Technologie: Au moment de l’enquête, début avril, nous anticipions une hausse des coûts des intrants, susceptible de peser sur les marges. Les entreprises de semi-conducteurs disposent généralement d’un pouvoir de fixation des prix plus important et seraient donc probablement mieux protégées contre cette hausse. En revanche, les entreprises de matériel, telles que les fabricants de PC, de smartphones et de serveurs, seraient plus directement exposées. Cela dit, la plupart des catégories de produits du secteur ont désormais été exemptées des droits de douane, et les entreprises ont observé peu d’impact jusqu’à présent.

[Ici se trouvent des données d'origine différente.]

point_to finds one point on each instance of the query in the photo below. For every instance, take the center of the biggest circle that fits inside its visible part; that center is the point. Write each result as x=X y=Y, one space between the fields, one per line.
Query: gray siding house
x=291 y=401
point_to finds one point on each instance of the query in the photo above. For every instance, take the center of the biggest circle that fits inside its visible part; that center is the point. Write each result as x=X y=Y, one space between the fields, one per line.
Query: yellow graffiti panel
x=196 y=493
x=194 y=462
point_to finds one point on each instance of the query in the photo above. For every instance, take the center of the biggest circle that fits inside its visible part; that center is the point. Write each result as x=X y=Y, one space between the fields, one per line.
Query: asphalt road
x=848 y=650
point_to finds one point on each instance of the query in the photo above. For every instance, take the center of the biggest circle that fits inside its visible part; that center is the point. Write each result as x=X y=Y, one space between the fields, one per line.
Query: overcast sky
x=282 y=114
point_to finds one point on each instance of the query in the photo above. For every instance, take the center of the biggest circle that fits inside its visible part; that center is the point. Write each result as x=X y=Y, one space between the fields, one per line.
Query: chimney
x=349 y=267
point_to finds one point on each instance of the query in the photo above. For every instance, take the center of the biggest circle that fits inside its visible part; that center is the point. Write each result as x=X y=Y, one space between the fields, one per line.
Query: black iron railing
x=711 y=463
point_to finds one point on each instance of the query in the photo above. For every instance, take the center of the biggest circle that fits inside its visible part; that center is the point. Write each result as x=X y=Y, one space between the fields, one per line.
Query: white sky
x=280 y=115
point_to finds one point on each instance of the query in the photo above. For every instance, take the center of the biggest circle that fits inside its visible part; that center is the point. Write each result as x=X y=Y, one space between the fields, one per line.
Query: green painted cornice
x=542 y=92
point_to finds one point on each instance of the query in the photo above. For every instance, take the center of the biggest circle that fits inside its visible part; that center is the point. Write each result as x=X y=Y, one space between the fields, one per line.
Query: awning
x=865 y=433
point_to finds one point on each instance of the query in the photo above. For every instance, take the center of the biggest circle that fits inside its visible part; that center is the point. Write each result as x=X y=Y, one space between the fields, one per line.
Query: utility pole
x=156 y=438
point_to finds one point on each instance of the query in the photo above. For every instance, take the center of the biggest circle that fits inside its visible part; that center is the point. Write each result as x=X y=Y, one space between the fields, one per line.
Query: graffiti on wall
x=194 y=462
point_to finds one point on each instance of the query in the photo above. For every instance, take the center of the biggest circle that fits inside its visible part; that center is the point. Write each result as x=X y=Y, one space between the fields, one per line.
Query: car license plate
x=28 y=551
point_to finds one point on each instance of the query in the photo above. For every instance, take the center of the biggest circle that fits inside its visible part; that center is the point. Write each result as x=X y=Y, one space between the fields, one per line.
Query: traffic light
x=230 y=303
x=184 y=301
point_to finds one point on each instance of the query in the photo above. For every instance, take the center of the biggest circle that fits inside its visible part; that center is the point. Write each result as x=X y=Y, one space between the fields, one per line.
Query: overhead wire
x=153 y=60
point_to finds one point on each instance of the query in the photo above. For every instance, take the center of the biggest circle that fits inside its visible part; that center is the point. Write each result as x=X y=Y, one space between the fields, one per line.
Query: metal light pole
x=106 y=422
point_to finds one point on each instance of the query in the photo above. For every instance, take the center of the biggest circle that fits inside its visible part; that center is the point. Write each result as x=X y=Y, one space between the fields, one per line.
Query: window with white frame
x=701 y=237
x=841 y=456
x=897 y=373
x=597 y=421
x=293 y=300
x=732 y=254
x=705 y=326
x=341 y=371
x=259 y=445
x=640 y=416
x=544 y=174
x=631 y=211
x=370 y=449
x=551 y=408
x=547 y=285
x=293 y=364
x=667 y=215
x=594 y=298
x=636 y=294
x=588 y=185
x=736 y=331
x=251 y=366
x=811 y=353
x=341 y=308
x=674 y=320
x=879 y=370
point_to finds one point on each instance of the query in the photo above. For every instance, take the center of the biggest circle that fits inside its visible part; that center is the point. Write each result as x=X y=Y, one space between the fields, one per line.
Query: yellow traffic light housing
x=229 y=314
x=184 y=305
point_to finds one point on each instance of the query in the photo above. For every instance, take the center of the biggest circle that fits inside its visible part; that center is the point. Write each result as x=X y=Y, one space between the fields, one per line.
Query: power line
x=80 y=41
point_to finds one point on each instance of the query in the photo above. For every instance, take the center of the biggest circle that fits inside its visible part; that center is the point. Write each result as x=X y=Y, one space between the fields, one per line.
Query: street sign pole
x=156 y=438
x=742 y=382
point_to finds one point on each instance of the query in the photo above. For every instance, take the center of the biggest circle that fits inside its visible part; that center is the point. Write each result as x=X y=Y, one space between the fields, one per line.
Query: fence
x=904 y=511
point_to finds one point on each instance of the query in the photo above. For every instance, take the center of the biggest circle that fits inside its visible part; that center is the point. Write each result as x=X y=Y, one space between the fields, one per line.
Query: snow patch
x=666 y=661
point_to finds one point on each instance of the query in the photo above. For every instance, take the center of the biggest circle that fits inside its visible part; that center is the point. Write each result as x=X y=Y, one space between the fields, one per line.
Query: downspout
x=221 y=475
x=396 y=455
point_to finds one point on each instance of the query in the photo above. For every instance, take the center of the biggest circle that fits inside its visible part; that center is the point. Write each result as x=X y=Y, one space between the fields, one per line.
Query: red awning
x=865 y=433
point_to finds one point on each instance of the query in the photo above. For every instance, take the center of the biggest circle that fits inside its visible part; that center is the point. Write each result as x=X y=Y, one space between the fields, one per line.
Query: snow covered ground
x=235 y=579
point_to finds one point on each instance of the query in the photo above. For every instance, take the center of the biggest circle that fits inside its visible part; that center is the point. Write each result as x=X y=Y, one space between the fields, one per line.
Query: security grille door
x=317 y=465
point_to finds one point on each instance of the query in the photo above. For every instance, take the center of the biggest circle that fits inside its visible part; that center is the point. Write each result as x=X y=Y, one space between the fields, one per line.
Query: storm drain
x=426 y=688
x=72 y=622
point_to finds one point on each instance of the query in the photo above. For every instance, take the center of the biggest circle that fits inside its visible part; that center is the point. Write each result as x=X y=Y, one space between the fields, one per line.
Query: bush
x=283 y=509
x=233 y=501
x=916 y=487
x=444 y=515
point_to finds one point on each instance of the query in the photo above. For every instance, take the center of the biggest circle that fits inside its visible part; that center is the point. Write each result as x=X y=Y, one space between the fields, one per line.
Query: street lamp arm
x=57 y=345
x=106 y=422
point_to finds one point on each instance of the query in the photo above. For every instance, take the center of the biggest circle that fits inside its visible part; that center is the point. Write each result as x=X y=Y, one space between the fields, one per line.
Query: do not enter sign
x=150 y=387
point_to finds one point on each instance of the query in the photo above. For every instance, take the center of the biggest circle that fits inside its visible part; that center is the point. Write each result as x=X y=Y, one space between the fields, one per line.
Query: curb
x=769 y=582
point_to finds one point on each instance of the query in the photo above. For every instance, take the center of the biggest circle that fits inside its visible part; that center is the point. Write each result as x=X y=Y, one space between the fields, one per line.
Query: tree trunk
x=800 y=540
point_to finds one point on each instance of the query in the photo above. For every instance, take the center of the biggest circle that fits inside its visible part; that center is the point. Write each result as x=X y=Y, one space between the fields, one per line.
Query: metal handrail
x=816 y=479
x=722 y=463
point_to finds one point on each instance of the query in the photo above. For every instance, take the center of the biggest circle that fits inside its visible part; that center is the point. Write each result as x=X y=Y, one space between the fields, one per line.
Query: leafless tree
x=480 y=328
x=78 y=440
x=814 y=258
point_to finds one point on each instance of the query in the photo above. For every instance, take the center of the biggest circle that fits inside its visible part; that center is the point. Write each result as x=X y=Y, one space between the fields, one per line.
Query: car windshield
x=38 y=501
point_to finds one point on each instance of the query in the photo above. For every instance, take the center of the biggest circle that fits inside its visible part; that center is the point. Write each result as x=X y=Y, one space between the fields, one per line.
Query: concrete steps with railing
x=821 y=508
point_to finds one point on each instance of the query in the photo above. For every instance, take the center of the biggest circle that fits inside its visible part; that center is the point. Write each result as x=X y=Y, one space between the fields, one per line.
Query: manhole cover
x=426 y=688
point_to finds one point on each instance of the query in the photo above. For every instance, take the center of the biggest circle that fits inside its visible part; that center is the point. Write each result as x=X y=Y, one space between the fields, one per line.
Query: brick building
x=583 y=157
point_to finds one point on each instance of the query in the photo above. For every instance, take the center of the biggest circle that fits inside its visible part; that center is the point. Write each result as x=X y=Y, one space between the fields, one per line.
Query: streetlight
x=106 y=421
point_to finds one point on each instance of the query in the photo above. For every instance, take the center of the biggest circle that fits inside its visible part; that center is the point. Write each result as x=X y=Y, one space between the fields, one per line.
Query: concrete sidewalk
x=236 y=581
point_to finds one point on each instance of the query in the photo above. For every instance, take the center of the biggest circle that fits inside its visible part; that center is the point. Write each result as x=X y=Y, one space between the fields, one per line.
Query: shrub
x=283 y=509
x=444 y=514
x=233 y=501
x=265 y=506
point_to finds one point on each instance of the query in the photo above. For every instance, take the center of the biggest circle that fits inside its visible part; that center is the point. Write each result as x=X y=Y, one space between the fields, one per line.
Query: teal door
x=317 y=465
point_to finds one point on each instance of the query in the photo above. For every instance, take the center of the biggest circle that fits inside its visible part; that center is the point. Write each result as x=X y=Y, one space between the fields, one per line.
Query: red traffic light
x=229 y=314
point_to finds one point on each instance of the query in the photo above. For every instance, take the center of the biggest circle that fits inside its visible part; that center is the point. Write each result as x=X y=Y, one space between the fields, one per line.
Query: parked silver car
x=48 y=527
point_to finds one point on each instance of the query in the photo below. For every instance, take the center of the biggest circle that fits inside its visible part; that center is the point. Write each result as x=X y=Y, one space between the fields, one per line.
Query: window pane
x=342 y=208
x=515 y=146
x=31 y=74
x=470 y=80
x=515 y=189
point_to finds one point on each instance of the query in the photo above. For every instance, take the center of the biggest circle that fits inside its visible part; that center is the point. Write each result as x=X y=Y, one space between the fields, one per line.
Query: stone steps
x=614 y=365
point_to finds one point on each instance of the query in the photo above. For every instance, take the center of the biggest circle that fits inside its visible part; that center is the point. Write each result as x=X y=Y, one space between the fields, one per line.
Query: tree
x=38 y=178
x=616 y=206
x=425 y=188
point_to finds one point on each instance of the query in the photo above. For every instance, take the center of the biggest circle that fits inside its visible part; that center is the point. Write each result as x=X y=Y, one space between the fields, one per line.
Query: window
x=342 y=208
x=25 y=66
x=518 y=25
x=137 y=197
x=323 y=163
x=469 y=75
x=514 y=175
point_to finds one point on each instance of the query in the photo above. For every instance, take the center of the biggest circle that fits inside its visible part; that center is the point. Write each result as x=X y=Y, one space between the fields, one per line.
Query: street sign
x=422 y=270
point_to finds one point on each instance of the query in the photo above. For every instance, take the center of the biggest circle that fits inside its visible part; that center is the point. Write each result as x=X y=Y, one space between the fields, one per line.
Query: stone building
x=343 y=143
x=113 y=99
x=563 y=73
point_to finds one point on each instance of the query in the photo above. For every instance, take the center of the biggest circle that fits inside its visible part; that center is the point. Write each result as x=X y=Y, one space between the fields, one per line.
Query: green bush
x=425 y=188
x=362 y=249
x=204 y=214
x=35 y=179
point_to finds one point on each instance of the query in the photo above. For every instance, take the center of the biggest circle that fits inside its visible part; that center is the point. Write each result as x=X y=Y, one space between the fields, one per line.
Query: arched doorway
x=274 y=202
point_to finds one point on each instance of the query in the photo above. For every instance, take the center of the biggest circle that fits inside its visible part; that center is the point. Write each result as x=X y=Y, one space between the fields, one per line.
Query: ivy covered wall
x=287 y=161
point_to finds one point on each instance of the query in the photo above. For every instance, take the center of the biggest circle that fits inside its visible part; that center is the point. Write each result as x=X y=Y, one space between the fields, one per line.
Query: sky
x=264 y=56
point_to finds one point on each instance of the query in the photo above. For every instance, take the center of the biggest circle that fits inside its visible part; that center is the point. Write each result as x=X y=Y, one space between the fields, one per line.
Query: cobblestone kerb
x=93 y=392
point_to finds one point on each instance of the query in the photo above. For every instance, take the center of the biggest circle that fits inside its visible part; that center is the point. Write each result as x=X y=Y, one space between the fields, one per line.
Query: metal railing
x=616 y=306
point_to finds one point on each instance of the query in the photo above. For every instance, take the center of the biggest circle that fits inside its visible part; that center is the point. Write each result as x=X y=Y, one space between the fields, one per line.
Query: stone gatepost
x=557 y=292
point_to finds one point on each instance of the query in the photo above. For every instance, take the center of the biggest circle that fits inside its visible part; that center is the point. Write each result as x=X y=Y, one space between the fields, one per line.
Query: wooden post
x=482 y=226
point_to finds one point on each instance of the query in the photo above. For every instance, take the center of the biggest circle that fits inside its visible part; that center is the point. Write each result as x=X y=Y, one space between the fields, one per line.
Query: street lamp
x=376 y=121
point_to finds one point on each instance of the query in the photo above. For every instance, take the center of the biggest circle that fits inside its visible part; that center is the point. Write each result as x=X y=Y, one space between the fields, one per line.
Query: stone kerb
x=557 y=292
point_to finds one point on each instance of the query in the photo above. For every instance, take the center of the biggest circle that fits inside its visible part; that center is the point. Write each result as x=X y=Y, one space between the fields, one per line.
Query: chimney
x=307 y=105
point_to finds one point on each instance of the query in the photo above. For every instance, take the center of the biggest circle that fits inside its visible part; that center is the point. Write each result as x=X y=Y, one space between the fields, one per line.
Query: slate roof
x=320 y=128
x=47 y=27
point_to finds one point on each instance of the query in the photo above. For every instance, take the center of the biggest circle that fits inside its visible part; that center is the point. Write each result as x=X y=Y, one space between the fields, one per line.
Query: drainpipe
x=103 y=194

Constructeurs de logements: Le pouvoir de fixation des prix s’est fortement détérioré pour les constructeurs ces derniers mois. Le stock de logements neufs est élevé — seulement 10% en dessous des niveaux atteints avant la crise financière mondiale. À cela s’ajoutent les coûts supplémentaires liés aux droits de douane sur les matériaux de construction, des taux hypothécaires toujours élevés, ainsi qu’une pression potentielle sur la main-d’œuvre du secteur en lien avec l’évolution de la politique migratoire — autant de facteurs susceptibles d’accentuer la pression sur les marges de ces entreprises.
Biens de consommation de base: Ces entreprises ont répercuté d’importantes hausses de coûts au cours des dernières années, mais signalent désormais que les consommateurs atteignent un seuil au-delà duquel ils ne sont plus disposés à payer davantage. Plusieurs acteurs du secteur observent un basculement vers les marques de distributeur, une tendance appelée à se poursuivre. Si les coûts continuent d’augmenter, la plupart de ces entreprises devraient absorber une part importante de cette hausse et chercher à rester compétitives grâce à des promotions renforcées.
Des perspectives préoccupantes pour les marges
Le recul du pouvoir de fixation des prix s’accompagne d’une baisse des attentes en matière de marges. À notre sens, les marges constituent l’indicateur le plus déterminant de la santé des entreprises. Après environ six trimestres de stabilité autour du niveau neutre, la lecture de l’indice des marges des CANDIs a fortement reculé en avril. Plus inquiétant encore: le nombre de secteurs susceptibles de subir une pression sur les marges est passé de 5 en janvier à 17.
La bonne nouvelle, c’est que les marges des entreprises partent d’un niveau globalement solide, les marges des grandes capitalisations américaines restant proches de leurs sommets historiques. Cela suggère qu’un certain matelas existe avant que les marges ne deviennent problématiques. Il s’agit d’un indicateur à surveiller attentivement.
Un coup significatif porté aux perspectives de santé des entreprises
Il est important de rappeler que les indices CANDIs reflètent une tendance, et non une ampleur. La dynamique actuelle indique un affaiblissement généralisé de la santé des entreprises. Les investisseurs obligataires recherchent généralement des perspectives stables ou en amélioration, or les analystes crédit anticipent une dégradation des perspectives dans 15 secteurs. À horizon six mois, un environnement opérationnel plus difficile et une volatilité accrue sur les marchés sont attendus. Les valorisations actuelles du marché obligataire ne semblent pas encore intégrer cette détérioration fondamentale révélée par l’enquête.